The car in which the victims were travelling when tragedy struck. (Photo courtesy Guyana Police Force)

He said he subsequently rushed to the hospital where he was informed that his son had died as a result of the accident.

“Apparently it was the highness. He was going to drop his friend home, the one that was living in Goed Fortuin and the rain was falling so the road was probably wet and apparently when he went around the turn he couldn’t control the car and ram into the Canter back and spin and what’s not,” the still-distraught man said.

A few villages north of Nismes is La Grange where both Pasha and Hardyal are from, and lived not too far from each other.

At Hardyal’s residence, his sister, Marsha, was sitting on a makeshift bench along with her grandfather who was lying in a hammock surrounded by other family members and close friends. The family was shocked at what had happened and said that they were still having difficulty accepting that Hardyal was no longer alive.

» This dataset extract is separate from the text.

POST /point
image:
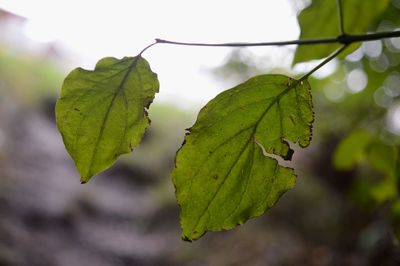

“This morning when I get the message I didn’t believe it cause I de still sleeping. Is in me sleep and wake that I realise what happened. I get up and I call me grandmother and ask if she know what happened to my brother and right away I rush to the hospital. When I reach there nobody ain’t want tell me what happened. But is when I go inside I see me brother dead and lie down,” the woman related.

She explained that she last saw her brother around 12 am yesterday when he came home and asked for food. She said she fed him and he relaxed in the hammock while his three friends waited for him in the car on the road.

“…Then the short one [Bourne] come, cause all of we is friends, we grow up together, and he ask me what going on and then he left and went upstairs to me brother and tell he that they waiting on he for more than an hour. He eventually come down the stairs and he had on a vest and jersey on he shoulder, and then he put on the jersey and fix he pants. He had to run inside back for something so he call me and tell me to tell he friends not to go away and leff he because he going with them,” Marsha recalled.

She said that he subsequently rushed down the stairs and jumped into the car which travelled towards Bagotville, where he and his friends went to party. She also noted that they heard that after the party the four men were going to another one in Pouderoyen “but them nah reach.”

About 200 feet south of Hardyal’s residence is where Pasha lived. Friends and close family had already gathered to offer their condolences and continued flowing in throughout the day. Echoing similar sentiments’ as Hardyal’s family, Pasha’s also noted that the news of his death “shake we up.”

They related that they last saw him around 11 pm before he left the house to attend a wedding in Bagotville and had not heard anything until they received a call from someone informing them that they saw the young man at the hospital and that he had been involved in an accident.

After hearing the news they rushed to the WDRH where they saw him on life support and were told that he was brain dead. After a few hours Pasha passed away.

One of his friends who identified himself as “Rastaman” told the family that he saw Pasha at the wedding around 3 am and was left dumbfounded when he heard the news a mere two hours later. The family is unaware of what exactly happened that led to the accident and where he was headed at the time. However, they did explain that the other three men are known to them as they would usually hang out together.